Twilight Zone

THE WORST part, if one looked at the bigger picture, isn’t even the reported P1 billion in government funds lost away through anomalous transactions and fraudulent paperwork. What is most galling is that it had to take the horrifying carnage known as the Ampatuan massacre for the Commission on Audit to finally summon the gumption to conduct a proper audit—its first—of the funds allocated to the Autonomous Region in Muslim Mindanao. And that, as Interior Secretary Jesse Robredo pointed out, the government auditors tasked to conduct that standard bureaucratic function had to be accompanied by police and military security because “if not, the ARMM could not be audited.”

Nothing illustrates with more eloquent clarity the meltdown of Muslim Mindanao into a Twilight Zone of lawlessness, corruption and terror under the reign of the Ampatuan clan than this warped, vicious arrangement. Operating a lucrative fiefdom underwritten by the national treasury, Zaldy Ampatuan’s ARMM governorship then shielded its chicanery from normal governmental oversight not only through spurious documentation, but, more insidiously, through the employment of stark intimidation and violence.

Ampatuan was first elected as ARMM governor in 2005. The COA report that uncovered the unaccounted P1 billion expenditures covered only the period January 2008 to September 2009, the result of a special audit initiated after Ampatuan’s ouster from the governorship following his and his family’s implication in the 2009 Maguindanao massacre. Of the massive funds released to the ARMM, a region that includes some of the country’s poorest provinces (Maguindanao itself, the Ampatuans’ home base, ranking third on the list), hundreds of millions of pesos were found to have been disbursed with fake receipts and invoices, paid to non-existent suppliers, or spent on expenses the amounts of which beggared belief.

In one instance, P117,000 was spent on one meal alone by the governor’s office. Twelve members of Ampatuan’s travel retinue were also said to have filed P2 million in claims—and they were not even government employees. The total amount of travel expenses incurred, mostly by Ampatuan’s drivers and bodyguards, was a staggering P5.3 million. And for a local government unit established to keep its focus on Muslim Mindanao, the ARMM maintained a Manila office—in upscale Makati, to the tune of nearly P30 million from January 2008 to September 2009 alone, some P173,000 of that amount going to the monthly office rent.

This thoroughgoing thievery wasn’t, of course, the result of any special skill or talent on the part of Ampatuan.
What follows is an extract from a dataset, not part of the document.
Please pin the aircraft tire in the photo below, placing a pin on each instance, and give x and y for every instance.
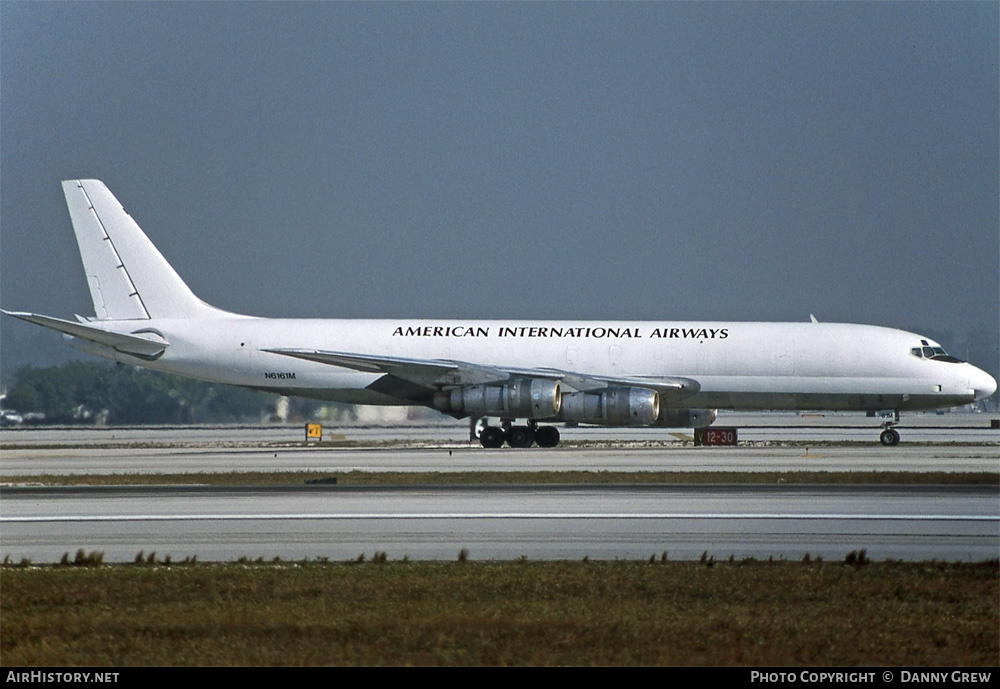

His high-flying career as overlord of that part of Mindanao came with the enthusiastic backing and strategic support of then President Gloria Macapagal-Arroyo, who counted on the Ampatuan clan as a crucial political ally in the region. From GMA’s Malacañang came the billions that buttressed the power and influence of the sprawling clan, allowing it to build a private army, harass and eventually massacre political opponents, and engender the mind-boggling corruption in the ARMM governor’s mansion that is only now coming to light.

The way it handled hard cash indicated the level of confidence Ampatuan’s administration had in its never-ending bounty. According to the COA report, about P866.5 million in cash advances were given out, many times even with no stated purpose and in several big batches in one day. Not checks or paper guarantees, mind you, but cash—the bundles of money flowing out and simply disappearing into thin air.

In the wake of this report, filing plunder charges against Zaldy Ampatuan and his cohorts is the least the government can do. What cries out for a long-term solution is how to plug the enormous regulatory black hole in an autonomous local government unit such as the ARMM, so that funds allocated to it for the upliftment of the region are not squandered unchecked and unaccounted for through official misuse and corruption.

Ampatuan may be the guilty party now, but if the twisted set-up he so very successfully exploited is allowed to remain, it will spawn more of him. The rapacious mindset and culture that enabled his like need to be dismantled, beginning with the rigorous enforcement of rules on the proper use of public resources. Otherwise, in due time, P1 billion in plundered government money will prove to be the least of the nation’s losses.